Sunday, May 17, 2020

Christopher Bremicker Drops In

This week's guest author is Christopher Bremicker.




VIRTUAL AUTHOR VISIT WITH CHRISTOPHER G. BREMICKER
Christopher G. Bremicker was a Green Beret medic stationed at Ft. Bragg NC from 1968 to 1970. He has a BA in English and a Master’s in Business Administration, both from the University of Minnesota. He is a newspaperman, downhill skier, and grouse hunter. He plays handball and reviews theater. He is a sales associate at Walgreen’s in St. Paul, MN, his forty-sixth job since high school. His hometown is Cable, WI. He has won awards from Veterans Voices Writing Project Inc. from the VFW, and the American Legion.

 
About Song for My Baby and Other Stories
Publication date: June 16, 2020
Publisher: Unsolicited Press
Genre: Hybrid, fiction, nonfiction, memoir

Song for My Baby and Other Stories is best described as a work with great variety.
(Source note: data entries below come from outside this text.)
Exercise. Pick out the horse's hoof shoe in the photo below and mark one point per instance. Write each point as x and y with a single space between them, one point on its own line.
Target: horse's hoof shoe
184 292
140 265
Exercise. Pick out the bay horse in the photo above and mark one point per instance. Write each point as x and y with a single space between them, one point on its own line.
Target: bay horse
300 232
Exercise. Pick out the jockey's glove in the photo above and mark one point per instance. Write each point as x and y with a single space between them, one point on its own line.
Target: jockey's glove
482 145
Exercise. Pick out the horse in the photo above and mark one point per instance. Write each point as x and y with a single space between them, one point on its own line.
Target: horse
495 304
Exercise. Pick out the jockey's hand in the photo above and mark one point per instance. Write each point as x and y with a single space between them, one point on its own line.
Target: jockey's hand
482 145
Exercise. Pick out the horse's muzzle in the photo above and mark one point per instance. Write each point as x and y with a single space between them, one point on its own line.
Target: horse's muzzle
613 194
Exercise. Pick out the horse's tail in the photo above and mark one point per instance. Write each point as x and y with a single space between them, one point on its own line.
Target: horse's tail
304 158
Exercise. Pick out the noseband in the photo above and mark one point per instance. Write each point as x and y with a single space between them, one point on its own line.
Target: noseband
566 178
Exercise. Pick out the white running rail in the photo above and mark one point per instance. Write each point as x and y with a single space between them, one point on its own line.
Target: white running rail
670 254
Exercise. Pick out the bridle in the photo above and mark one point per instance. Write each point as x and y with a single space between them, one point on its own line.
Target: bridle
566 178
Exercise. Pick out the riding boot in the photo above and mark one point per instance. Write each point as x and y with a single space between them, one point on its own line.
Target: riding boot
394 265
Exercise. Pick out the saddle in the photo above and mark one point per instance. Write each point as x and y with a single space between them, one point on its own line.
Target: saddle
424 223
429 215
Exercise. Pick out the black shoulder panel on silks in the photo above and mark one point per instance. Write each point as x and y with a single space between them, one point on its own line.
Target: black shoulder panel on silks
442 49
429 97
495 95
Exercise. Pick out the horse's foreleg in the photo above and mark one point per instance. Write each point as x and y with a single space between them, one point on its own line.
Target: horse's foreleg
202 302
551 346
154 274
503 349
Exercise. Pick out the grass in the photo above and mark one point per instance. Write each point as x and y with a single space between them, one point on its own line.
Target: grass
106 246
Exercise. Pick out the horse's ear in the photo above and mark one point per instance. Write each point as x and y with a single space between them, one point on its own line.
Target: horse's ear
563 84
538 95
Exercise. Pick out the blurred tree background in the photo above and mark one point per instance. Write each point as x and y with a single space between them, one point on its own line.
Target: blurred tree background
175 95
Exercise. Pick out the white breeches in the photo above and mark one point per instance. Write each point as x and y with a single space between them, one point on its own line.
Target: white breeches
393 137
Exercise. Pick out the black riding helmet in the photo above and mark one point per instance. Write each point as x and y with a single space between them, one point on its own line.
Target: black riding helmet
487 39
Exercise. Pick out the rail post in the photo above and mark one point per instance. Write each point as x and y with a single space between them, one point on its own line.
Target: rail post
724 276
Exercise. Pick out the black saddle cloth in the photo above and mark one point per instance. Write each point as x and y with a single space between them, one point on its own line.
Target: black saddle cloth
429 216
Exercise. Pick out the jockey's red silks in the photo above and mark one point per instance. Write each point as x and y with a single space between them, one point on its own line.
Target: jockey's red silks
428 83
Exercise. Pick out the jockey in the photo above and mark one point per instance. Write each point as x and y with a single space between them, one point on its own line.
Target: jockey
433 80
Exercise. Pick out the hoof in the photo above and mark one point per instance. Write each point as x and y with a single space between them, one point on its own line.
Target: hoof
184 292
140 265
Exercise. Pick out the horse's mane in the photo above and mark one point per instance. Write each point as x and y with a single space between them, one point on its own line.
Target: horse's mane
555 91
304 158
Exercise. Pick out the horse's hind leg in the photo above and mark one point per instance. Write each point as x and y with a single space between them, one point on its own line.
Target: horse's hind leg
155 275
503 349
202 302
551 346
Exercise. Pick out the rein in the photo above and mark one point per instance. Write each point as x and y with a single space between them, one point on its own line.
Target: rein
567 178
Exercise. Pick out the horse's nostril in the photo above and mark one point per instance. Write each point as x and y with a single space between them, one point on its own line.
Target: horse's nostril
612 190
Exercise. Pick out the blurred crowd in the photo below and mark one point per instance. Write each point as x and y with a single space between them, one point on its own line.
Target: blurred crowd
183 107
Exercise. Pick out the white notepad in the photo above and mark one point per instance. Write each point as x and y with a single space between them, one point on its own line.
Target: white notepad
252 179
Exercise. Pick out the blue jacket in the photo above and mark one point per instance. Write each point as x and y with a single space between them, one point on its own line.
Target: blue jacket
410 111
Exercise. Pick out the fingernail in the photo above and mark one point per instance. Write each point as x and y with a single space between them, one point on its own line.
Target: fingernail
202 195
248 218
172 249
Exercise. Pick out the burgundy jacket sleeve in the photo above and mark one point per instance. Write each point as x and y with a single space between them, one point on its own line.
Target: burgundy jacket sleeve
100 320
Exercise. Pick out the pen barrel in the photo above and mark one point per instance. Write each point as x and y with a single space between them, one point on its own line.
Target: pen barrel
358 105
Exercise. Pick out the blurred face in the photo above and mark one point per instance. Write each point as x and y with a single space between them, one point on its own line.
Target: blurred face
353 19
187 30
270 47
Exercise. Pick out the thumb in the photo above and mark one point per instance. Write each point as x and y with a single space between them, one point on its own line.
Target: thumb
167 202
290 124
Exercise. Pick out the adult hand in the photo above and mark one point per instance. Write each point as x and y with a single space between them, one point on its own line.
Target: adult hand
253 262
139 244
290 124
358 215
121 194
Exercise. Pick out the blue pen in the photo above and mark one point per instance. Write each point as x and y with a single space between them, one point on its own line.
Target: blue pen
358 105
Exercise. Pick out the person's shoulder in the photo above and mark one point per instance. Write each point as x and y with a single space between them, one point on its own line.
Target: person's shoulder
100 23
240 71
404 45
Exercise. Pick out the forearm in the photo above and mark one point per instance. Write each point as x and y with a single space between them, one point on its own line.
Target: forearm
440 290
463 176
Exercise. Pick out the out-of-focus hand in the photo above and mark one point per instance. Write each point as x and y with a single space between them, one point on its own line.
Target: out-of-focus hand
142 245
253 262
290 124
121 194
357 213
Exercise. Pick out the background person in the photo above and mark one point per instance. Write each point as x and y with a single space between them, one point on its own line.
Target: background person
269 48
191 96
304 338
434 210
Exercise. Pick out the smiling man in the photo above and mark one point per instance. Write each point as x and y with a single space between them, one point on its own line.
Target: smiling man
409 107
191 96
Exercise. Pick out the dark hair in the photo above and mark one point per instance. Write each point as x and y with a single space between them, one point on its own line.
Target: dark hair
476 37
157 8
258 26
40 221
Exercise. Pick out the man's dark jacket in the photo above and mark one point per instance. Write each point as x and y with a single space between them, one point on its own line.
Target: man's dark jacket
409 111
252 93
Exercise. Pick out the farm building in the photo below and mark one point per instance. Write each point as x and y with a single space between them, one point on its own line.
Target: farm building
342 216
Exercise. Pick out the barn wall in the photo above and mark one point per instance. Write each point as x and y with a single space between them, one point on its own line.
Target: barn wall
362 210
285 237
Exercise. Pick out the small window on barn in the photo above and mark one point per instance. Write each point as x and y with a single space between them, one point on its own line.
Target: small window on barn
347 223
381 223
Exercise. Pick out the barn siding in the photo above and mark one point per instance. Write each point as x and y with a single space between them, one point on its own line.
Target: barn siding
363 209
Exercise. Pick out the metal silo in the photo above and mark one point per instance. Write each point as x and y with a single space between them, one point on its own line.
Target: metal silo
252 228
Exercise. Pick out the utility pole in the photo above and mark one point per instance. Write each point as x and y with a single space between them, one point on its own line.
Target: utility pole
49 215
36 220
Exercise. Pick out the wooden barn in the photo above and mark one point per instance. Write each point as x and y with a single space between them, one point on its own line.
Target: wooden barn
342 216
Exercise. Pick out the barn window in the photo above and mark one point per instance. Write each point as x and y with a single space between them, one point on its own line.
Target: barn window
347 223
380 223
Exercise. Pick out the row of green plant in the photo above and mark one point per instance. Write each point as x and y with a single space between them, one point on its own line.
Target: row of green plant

What begins with the sudden demise of a father on a hunting trip, transforms into a collection that deals with mental illness, hitting bottom, and an appreciation for those who stick around in the worst of times. Bremicker takes readers for a ride with no degree of certainty. From a high stakes golf game to pay off a son’s cocaine debt, a dating service that results in twelve dates in twelve months, a kidney transplant, a heart attack, a relapse on alcohol, to years in and out of psych wards and veterans’ homes, the book shifts gears from story to story.

Buy the book: Song for My Baby and Other Stories
Unsolicited Press: www.unsolicitedpress.com

Interview with Christopher G. Bremicker
Why did you start writing —what triggered your writing? 
Death of my first psychiatrist. He rarely let me talk about writing, since I was desperate to make a living and most of his help involved vocational questions. When he died, I felt free to begin my writing career. In my family, I was recognized as the bookish one and destined to write. It was agreed I would start when I became an adult. I became an adult three years before my doctor’s death. but the vocational talks continued.

What stimulates your creativity or serves as a writing inspiration? 
My job at Walgreens, where I am a cashier.  I thrive on the wall to wall people. My writing and the job are like a teeter totter. I need one to do the other. I am terrified of retirement for that reason although I am of that age. 

Conversely, what creates a major writer’s block for you?
In general, I don’t get writer’s block. When I had it, it passed. I complained about it to my psychologist, but we decided the writing would come back. Hemingway said the way to handle it was to write one true sentence then the next true sentence. I usually ignore it or keep writing, even if it stinks. It’s better to force the issue than quit. Sometimes, I just take a few days off.

How long did it take you to write your book? 
The first story, a novella, I wrote thirty years ago. My father died six months earlier and the story reeks with grief. It is a tribute to him and my brother’s and my love for him. 

How many rewrites did it go through?
Many, as my writing coach at the VA and I edited each story. She would prefer to remain anonymous. I could not write after the heart attack and she helped rebuild my ability to write. I spent one hour per week in her office and countless hours in coffee shops working on the first fifteen stories. After a year and a half of this, I could write on my own and the last half of the book is all mine. The heart attack shattered my ability to think. I write with my sexuality and that’s where a heart attack gets a person. It’ll ruin you as a writer too. By the way, it’ll ruin you as a fisherman, too.